First, check out the Crawler Settings under the Index Control tab. I turn on the “Skip Homepage” setting because the user’s search terms will probably be captured in the home page card for a post as well as in the post itself, so it would produce duplicate entries in the search results if the homepage is included in the indexing.
Next, scroll down on that page to the “Content Extraction” -> “Include Content Xpath(s)” and enter the following: “//section[contains(@class,‘post-full-content’)]” (without the quotes). This tells the crawler that I only want to index content in a section with a class of 'post-full-content" which in the Casper theme is where the content of the post is inserted in the post.hbs template. This way my user will only be searching within actual post content, and not picking up extraneous keyword matches elsewhere.

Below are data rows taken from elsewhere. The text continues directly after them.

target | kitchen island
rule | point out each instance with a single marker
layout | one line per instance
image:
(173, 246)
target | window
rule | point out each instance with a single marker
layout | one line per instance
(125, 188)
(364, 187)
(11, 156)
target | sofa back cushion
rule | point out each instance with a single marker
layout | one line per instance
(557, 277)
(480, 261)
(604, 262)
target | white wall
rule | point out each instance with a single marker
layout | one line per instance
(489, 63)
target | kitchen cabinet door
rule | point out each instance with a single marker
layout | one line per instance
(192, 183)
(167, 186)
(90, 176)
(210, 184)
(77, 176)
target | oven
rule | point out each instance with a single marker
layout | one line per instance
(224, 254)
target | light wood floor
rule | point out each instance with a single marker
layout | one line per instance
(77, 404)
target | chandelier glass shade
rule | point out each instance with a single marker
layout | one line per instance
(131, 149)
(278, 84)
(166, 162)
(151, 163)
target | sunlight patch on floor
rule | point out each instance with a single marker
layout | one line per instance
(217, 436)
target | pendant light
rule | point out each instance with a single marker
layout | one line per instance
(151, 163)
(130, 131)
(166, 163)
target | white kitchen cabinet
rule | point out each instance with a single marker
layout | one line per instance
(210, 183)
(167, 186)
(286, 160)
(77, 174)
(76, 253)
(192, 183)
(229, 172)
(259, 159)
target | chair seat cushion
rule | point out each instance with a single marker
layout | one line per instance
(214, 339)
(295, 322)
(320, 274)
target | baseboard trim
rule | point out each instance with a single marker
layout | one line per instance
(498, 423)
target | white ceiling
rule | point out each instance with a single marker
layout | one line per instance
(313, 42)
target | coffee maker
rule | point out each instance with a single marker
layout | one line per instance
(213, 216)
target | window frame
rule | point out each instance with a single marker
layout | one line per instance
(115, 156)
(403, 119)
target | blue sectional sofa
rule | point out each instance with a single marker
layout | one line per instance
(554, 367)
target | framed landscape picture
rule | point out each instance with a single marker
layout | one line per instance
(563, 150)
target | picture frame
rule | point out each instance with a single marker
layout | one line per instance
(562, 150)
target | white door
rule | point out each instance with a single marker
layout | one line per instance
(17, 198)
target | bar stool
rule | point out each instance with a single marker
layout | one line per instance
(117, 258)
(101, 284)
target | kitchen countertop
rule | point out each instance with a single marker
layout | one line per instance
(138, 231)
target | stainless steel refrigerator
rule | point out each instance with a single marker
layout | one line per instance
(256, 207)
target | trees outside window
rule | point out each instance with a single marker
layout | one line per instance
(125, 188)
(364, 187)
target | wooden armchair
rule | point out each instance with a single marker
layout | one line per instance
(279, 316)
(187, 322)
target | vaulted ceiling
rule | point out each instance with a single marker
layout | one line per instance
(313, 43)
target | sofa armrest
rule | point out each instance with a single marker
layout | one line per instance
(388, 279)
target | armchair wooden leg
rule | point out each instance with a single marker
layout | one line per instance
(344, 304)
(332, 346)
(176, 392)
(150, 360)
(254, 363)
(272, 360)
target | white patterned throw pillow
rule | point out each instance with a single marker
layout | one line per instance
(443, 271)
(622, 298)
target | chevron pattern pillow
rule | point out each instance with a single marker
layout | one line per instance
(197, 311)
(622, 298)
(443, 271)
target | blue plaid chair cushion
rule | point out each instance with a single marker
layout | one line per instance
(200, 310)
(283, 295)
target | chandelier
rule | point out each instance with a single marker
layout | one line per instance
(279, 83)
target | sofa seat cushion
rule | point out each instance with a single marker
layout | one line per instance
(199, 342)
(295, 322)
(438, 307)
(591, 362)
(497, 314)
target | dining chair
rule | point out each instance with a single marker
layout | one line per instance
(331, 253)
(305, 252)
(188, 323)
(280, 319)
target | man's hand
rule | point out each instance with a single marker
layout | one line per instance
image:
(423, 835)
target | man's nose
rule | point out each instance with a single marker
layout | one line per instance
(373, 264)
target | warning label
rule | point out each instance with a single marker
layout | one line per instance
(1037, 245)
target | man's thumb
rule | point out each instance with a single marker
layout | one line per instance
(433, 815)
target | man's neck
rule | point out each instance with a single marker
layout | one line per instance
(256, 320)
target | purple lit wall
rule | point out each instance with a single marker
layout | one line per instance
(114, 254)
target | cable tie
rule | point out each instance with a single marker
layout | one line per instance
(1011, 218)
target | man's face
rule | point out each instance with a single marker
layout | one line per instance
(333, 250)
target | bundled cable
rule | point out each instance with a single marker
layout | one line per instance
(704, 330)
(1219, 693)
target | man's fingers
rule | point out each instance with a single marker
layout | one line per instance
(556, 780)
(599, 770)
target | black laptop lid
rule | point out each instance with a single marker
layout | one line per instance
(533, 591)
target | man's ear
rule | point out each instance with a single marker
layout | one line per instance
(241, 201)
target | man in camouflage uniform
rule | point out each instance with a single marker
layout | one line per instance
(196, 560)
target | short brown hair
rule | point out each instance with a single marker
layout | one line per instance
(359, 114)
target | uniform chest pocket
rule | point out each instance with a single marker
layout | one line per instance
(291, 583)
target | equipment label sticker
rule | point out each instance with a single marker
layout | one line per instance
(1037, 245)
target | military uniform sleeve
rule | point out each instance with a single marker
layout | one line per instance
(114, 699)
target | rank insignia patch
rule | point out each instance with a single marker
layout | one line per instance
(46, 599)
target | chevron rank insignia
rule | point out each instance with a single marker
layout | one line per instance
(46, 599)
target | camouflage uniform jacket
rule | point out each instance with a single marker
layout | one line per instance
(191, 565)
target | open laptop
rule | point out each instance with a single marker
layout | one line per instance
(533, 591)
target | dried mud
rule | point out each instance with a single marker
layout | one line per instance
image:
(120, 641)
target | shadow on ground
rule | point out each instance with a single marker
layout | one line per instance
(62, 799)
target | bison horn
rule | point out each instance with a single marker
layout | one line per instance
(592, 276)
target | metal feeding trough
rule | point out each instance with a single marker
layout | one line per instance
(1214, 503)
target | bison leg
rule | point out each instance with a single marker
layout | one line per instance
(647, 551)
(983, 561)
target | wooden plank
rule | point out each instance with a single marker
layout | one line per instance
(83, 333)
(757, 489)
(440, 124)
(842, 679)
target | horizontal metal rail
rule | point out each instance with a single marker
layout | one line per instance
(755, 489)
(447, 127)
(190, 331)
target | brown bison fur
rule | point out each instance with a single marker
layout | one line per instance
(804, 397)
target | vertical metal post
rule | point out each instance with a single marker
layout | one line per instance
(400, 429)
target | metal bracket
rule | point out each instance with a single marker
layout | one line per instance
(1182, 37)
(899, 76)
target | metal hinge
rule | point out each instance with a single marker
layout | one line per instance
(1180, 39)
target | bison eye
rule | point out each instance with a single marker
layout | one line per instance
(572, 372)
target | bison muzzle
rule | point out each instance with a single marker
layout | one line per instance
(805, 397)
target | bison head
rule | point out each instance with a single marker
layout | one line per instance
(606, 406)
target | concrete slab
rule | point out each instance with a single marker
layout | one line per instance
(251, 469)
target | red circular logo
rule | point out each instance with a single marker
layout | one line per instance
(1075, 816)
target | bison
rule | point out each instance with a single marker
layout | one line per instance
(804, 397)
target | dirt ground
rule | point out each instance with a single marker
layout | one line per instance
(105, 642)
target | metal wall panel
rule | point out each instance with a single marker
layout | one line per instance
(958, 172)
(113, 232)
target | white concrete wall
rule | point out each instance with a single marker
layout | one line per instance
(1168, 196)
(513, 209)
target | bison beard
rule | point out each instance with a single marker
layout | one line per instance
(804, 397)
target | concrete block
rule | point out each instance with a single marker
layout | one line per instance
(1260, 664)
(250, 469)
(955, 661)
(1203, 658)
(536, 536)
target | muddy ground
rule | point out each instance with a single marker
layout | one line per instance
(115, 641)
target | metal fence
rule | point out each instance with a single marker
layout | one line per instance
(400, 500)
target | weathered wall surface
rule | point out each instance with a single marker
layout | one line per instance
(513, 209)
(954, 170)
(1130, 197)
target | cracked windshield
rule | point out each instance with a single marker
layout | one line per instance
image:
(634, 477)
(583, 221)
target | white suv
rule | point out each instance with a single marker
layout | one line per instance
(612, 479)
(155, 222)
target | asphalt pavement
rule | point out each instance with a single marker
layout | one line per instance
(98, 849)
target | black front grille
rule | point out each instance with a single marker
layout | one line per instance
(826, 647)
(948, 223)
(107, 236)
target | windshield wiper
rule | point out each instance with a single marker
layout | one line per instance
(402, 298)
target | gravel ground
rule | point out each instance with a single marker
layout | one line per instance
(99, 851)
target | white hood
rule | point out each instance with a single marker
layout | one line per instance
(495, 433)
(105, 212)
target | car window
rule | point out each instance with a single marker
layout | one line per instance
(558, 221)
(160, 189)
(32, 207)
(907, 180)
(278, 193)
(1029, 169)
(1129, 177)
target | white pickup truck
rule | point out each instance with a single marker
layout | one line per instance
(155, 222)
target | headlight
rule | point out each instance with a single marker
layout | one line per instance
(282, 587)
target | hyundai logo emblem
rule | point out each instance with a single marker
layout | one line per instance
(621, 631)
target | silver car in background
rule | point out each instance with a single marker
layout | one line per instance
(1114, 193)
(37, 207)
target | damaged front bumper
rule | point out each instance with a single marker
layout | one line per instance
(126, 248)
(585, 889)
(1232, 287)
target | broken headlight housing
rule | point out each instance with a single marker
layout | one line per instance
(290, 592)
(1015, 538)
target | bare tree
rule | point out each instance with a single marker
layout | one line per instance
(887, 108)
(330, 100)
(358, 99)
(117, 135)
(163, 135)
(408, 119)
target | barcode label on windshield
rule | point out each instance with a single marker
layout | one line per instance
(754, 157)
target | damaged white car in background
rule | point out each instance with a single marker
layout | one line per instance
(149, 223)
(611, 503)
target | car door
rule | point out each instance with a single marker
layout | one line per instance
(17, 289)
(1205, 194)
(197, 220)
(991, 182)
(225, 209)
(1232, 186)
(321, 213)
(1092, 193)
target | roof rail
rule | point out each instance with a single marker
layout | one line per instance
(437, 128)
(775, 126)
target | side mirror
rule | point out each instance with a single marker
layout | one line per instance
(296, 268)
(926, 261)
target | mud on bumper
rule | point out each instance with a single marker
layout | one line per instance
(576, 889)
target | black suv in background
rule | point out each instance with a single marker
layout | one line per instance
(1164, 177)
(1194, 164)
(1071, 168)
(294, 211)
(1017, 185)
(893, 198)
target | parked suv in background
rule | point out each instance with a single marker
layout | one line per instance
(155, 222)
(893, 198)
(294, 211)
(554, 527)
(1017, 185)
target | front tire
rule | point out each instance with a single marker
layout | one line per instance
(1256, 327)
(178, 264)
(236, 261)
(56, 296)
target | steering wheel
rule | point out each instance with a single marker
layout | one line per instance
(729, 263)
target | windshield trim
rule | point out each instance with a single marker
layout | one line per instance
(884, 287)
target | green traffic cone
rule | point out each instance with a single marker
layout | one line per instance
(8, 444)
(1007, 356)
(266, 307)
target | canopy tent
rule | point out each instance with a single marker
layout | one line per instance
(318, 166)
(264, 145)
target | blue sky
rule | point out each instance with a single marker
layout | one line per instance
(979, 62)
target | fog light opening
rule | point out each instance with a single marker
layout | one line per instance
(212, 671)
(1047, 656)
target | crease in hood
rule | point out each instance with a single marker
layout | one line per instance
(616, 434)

There are many other configuration options that may apply to your particular blog. For example, ours is used for our financial advisory firm, so I have added a dictionary entry that matches the word “adviser” to “advisor” in the index. We use the second spelling in all our text, but “adviser” is a common spelling that might be used by someone searching on our blog.
Hi everyone, I found this topic really interesting so I wanted to help the next readers with my small contribution.
If you didn’t find the perfect solution with everything said before, maybe you can give a try to SearchinGhost. It is a client-side search option and there is a comparison (pros & cons) with GhostHunter, Ghost-search and Ghost Finder at the end of the README.